Shorter version: Do these bindings have upward release at the toe, and do people think it matters?

post #3 of 7

I believe they release in a partial arc, but not all the way to perpendicular. So depends on your def of "upward release." People who think it makes a difference cite backward falls and ACL's. People who think it doesn't also tend to think backward falls and blown ACL's are for intermediates. 

post #4 of 7

I can remember one high speed skiing recovery move where I was basically skiing on the tails of my skis whle doing a situp/crunch from a position that had my upper body horizontal from the knees back.  I was very glad the toe did not have an upward release.

post #5 of 7

^^^^ Bet it was racing or something analogous. I wouldn't want to release then either. OTOH, we both know that you were mm away from a phantom ACL. Yeah, you're unlikely because you're good enough not to allow one of your skis to skate forward or out, even sitting back like that.
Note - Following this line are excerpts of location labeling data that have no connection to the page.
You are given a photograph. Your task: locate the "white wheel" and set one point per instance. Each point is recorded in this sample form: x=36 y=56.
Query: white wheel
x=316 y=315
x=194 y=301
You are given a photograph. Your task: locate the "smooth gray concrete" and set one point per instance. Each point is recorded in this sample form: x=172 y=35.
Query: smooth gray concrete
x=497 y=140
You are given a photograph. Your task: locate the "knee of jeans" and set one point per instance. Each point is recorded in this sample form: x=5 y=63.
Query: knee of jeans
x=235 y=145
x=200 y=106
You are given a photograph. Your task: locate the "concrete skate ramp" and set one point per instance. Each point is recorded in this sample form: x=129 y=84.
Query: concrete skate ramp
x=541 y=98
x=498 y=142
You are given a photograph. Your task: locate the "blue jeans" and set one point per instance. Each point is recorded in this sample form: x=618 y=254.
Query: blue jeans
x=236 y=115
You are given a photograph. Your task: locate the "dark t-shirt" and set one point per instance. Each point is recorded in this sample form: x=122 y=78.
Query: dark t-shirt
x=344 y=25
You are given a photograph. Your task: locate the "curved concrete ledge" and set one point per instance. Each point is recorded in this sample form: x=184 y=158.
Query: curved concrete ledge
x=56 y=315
But your ACL was stretched right to its limit, and all it would have taken to shear is a very slight acceleration and outward movement, nothing dramatic, and whoops, ER time. Just sayin' ...

post #6 of 7

  Something like that.  I was trying to see which of my two pairs of skis was faster and by how much on the polished glass surface of Blue Mountain's Double Blacks (not real double blacks Collingwood double blacks)  after several days of freezing rain and not much snow making, just enough snow making to spray my goggles going up the chair so I didn't get a good view of the bump that knocked me off balance just before catching a lot of air off the second step/roller.  Batteries had died in the gps anyway so it was all for nought.hopmad.gif


Now that you mention it, I had that thought on my mind for a fraction of a second, and deliberately took care not to go beyond 90 degrees at the knee and to try to smoothly and evenly load everything, haveing researched acl and backward twisting falls some decades earlier.  Amazing what comes to mind when you need it. 

post #7 of 7

Salomon bindings are GREAT bindings!


Salomon has had what was originally called an "inclined pivot" in the toe piece of their high end bindings which was part of the "multicontrol" system and has been renamed a couple times but functions pretty much the same as it ever did.  The way this inclined pivot works is, in a purely upward motion or force the toe does not release (note: unless the forward pressure spring is compressed enough to allow it) however, when there is any twist off center the incline pivot is engaged and permits an upward twisting release.  So said another way, when the binding detects a twist accompanied by an upward movement it will move on a diagonal plane to aid release.  The beauty of the single pivot design is it's retention capabilities, which are demonstrably better than most others.  The look and Rossi bindings also sport the single pivot design however I do not believe they offer the inclined pivot feature of the Salomon.